Sunday, September 12, 2004

Isn't it a wonder

Isn’t it a wonder?

Finally I have some time today to spurt on my blog :)
I have been thinking, while my blog was quiet, waiting for me to fill in.
It has been long, last post was on Monday, August 23, 2004 … whew that’s a really long break from blogging. Anyways, I am back and blogging :).

As a kid I was very curious and always playing the “why and how” game that I guess every one does. In the process I discovered many things, although at that time I had little understanding of what exactly I was up to, and not to mention I caused a lot of trouble to my parents but I know they love me.

I recollect as a kid, I got hold of a caterpillar roving in my garden. It was very beautiful all black with red, white and yellow dots all over it and two beautiful black antennas two in the front and two at the rear. It was about and inch and a half long and must have been slightly less than a centimeter thick, it was big as far as the size for a caterpillar, that as a kid I could have imagined.

It was harmless. When it moved on my hand I had a tingling feeling when its thoracic legs and the abdominal legs clung on my hand, it was very soft, like silk. I picked it up and brought it inside my home. I prepared a home for it using a shoe box. I gave to it the leaves of the plant on which I found it feeding. I had read in the school text books that a caterpillar turns into a cocoon and then in to a beautiful butterfly. Now I was about to experience the same in real life. It was very exciting. I love my Mom and Dad they never said no to what I was doing :).

Days passed by I kept feeding the little thing with plucked leaves from my garden. I played with it, allowing it to explore on my arms, enjoying the tingling feeling it gave. The time came, one fine day I saw it weaving the cocoon! It was a sight to behold. Using its spinneret it was spitting a sticky liquid and then weaving a cocoon around it. The day it happened I watched it for hours and my mom was really angry as I was not studying, but I was happy as I was experiencing something different, I was extremely excited, and I know she too was pretty enchanted by the experiment. Finally it made the cocoon in 2 days. The silky black skin was shed before it entered into the cocoon. The cocoon had a hard shell unlike the silky touch of its past life.
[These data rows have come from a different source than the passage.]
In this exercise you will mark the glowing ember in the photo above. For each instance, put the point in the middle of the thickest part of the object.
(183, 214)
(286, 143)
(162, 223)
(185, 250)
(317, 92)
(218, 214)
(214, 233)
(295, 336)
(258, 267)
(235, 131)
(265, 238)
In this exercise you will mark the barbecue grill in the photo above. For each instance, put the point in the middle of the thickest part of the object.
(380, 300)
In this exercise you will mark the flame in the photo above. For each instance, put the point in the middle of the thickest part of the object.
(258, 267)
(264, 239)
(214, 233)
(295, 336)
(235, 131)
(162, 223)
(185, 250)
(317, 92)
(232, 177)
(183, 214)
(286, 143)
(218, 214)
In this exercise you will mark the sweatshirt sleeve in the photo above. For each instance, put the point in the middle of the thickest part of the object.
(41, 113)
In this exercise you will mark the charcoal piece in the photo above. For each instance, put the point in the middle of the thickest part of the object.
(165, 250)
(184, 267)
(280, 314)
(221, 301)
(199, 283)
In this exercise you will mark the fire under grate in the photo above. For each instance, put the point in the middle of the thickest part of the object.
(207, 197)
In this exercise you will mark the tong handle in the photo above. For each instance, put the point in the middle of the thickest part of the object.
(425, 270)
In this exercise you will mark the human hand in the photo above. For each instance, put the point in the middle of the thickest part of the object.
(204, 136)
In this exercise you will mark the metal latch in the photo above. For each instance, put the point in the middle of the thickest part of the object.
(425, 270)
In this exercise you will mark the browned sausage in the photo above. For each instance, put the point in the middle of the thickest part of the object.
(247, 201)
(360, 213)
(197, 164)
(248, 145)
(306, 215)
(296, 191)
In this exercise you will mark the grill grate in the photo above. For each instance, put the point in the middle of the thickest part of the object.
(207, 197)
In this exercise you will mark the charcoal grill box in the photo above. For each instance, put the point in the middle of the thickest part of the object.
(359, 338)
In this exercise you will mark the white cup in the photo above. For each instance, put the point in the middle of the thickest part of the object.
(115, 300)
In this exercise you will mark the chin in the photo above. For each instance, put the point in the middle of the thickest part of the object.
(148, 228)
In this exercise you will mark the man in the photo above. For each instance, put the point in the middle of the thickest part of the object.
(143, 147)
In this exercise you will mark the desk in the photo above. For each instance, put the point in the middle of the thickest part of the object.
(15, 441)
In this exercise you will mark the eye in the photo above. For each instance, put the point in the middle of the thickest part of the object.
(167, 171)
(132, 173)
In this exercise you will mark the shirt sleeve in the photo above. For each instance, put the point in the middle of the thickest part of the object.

It was still, no movements, I wondered if it was still alive. The next day I dared to pick it up in my hand and to my astonishment that thing wriggled in my hands! It was an amazing feeling, to feel a budding life in my own hands. I could see it now filled with some liquid and white grainy matter towards the translucent front end of it. I was taken aback by the metamorphosis process. Once a caterpillar, it was now trapped inside a hard shell and the whole body turned into liquid and some white lumps.

I could feel the thing move inside the cocoon, but I had no idea what it was. It was no more a caterpillar and it was definitely not a butterfly. It was awe-inspiring. I had a feeling of pride flaunting it to whoever came to my home. It was a different! I kept a careful watch on it all the days, the liquid inside kept getting dense as the time passed, one fine day it broke open the shell and came out. I was unfortunate not to see this happen as I was in the school at that time.

When I came home I heard something flapping inside the little shoe box. I knew my efforts had fructified and I was very excited. I opened the box very carefully so as not to frighten the little life and before I could see the fruits of my labour, it flew out of the box and sat on the ceiling of my room. I was overjoyed but for a moment. It failed my expectations badly. It turned out to be a large Moth instead of a fascinating Butterfly in myriad colors that I had imagined it to be.

Nevertheless even today when I am writing this I am filled with excitement about the rendezvous I had with “Life”.

The sheer thought of being aware of the existence of our life is mesmerizing.

One powerful thought – “It’s a great feeling to feel the life itself”.